Zwei Wochen in Eldo 2 - Rückblick nach zweiwöchiger Arbeit im Haus Zentrum in Zug

Hier eine kurze Erklärung zu den Bildern, die im Raum stehen. Denn eigentlich sind es gar keine Bilder im eigentlichen Sinn, sondern nur Zwischenprodukte, ein momentaner Zustand, der sich auch noch weiter verändern kann.
Als ich vor zwei Wochen, nach der Vernissage mit der Arbeit begann, hatte ich ursprünglich eine installative Arbeit im Sinn, welche ich aber kurzfristig verwarf. Denn es gibt auch bei mir einen Punkt, wo sich das ewige sich auflösen in Frage stellt. Es war mir schlichtweg zu viel körperliche Arbeit für einen zu kurzen Augenblick.

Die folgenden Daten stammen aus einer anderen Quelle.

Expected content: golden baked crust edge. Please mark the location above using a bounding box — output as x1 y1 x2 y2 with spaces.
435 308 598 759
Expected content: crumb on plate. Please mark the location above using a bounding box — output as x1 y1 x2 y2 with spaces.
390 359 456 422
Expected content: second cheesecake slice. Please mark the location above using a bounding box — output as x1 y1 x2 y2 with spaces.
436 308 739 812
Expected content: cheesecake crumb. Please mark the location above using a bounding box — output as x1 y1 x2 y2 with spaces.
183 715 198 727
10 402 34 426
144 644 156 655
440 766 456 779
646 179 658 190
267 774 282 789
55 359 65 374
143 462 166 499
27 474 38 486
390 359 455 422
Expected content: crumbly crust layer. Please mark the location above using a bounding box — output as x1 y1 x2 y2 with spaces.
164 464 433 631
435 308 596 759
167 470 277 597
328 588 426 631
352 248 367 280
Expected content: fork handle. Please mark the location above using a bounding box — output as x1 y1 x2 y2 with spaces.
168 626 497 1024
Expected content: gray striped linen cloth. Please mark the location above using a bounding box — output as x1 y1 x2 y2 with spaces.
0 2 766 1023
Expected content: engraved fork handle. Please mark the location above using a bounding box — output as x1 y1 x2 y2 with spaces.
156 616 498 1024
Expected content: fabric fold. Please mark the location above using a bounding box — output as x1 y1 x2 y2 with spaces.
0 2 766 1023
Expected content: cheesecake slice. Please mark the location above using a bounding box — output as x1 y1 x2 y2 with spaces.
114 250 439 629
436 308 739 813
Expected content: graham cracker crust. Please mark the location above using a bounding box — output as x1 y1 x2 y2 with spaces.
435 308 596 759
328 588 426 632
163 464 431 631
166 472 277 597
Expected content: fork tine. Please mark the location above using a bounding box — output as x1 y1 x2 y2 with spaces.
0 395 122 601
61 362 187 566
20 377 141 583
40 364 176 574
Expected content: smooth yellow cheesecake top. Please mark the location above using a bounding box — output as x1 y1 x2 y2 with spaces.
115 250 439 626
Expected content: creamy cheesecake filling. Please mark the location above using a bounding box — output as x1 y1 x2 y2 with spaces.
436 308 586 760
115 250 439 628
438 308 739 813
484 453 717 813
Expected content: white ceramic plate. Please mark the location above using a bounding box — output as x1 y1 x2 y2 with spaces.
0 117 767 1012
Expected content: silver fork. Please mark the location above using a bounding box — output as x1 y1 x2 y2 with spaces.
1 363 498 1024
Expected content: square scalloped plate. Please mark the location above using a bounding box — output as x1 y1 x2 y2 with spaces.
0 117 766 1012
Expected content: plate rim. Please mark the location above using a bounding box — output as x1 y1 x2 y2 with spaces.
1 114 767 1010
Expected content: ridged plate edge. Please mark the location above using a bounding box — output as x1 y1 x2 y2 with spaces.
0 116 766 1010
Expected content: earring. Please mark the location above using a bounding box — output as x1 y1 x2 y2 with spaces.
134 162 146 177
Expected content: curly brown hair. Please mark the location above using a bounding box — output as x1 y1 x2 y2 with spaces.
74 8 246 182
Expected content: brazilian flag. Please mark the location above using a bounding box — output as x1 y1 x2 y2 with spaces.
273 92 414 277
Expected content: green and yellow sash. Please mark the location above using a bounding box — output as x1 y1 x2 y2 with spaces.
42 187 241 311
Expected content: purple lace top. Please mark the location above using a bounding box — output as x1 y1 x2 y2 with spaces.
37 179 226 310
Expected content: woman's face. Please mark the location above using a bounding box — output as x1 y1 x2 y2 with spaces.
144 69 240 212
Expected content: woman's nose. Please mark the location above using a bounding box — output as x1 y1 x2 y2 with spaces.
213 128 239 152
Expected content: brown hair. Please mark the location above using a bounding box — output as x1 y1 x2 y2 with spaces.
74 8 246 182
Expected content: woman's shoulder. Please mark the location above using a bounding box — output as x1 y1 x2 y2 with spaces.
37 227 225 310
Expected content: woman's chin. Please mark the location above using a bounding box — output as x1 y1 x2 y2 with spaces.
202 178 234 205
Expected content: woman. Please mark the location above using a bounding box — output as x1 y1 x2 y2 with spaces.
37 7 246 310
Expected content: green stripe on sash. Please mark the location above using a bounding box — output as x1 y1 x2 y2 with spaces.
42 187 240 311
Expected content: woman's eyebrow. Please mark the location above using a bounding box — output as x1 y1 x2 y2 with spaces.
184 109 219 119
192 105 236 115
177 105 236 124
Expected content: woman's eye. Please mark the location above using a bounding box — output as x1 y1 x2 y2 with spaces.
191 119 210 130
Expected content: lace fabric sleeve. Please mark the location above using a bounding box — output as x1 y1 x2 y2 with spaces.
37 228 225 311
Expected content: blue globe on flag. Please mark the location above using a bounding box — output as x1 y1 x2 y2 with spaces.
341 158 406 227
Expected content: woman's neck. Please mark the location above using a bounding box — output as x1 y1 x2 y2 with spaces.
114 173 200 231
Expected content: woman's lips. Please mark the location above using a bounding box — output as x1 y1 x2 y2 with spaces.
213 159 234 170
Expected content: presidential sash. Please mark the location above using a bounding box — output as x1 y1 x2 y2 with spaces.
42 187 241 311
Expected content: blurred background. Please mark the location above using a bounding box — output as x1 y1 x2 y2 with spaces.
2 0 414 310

Was ich von meiner Idee beibehielt, war das Entwickeln von weiteren Arbeits-schritten, nur aus schon vorhandenem Material, welches sich in meinem Depot im hinteren Raum der Ausstellung befindet.
Als Basis aller Tafeln dienten mir grosse schwarz/weiss Fotokopien von ornamenta-len, kleinen Bleisatzdrucken, welche ich letzten Sommer in Buenos Aires gedruckt habe. Auf diese setzte ich weitere Schichten, als Werkzeug dienten mir der Cutter und die Schere. Es war ein Entwickeln auf mehreren Ebenen, wie im Fotoshop aber von Hand und gross. Ich veränderte die Blätter immer wieder und arbeitete parallel an zehn verschiedenen Versionen oder Varianten. Zum Einsatz kam Material aus den letzen zehn Jahren.
Ich nutzte den Ausstellungsraum also als sehr grosses Atelier. Durch die Holzwand war ich vor all zu neugierigen Blicken geschützt, wollte jemand sich die Sache aber genauer anschauen, stand die Türe immer offen, so bald ich im Haus Zentrum ankam. Der Raum war gleichzeitig sehr privat und sehr öffentlich. Ich hatte mir so mein persönliches Eldorado geschaffen und das mitten in der Stadt Zug, wo die Mieten doch eigentlich unerschwinglich sind.
Nach einer Woche entschied ich mich, die losen Teile und Blätter zu fixieren und aufzuziehen. Eigentlich hatte ich die Idee, die Trägerplatten direkt aus dem Boden-belag herauszufräsen, aber aus technischen Gründen ging das nicht oder wäre
unverhältnismässig aufwändig geworden. So beschloss ich schweren Herzens Holzplatten zu kaufen. (Was mir eigentlich schon zu definitiv und auch vom Gewicht her zu schwer erscheint und ich mich gegen meinen Widerstand Tafelbilder zu produzieren wehren musste)...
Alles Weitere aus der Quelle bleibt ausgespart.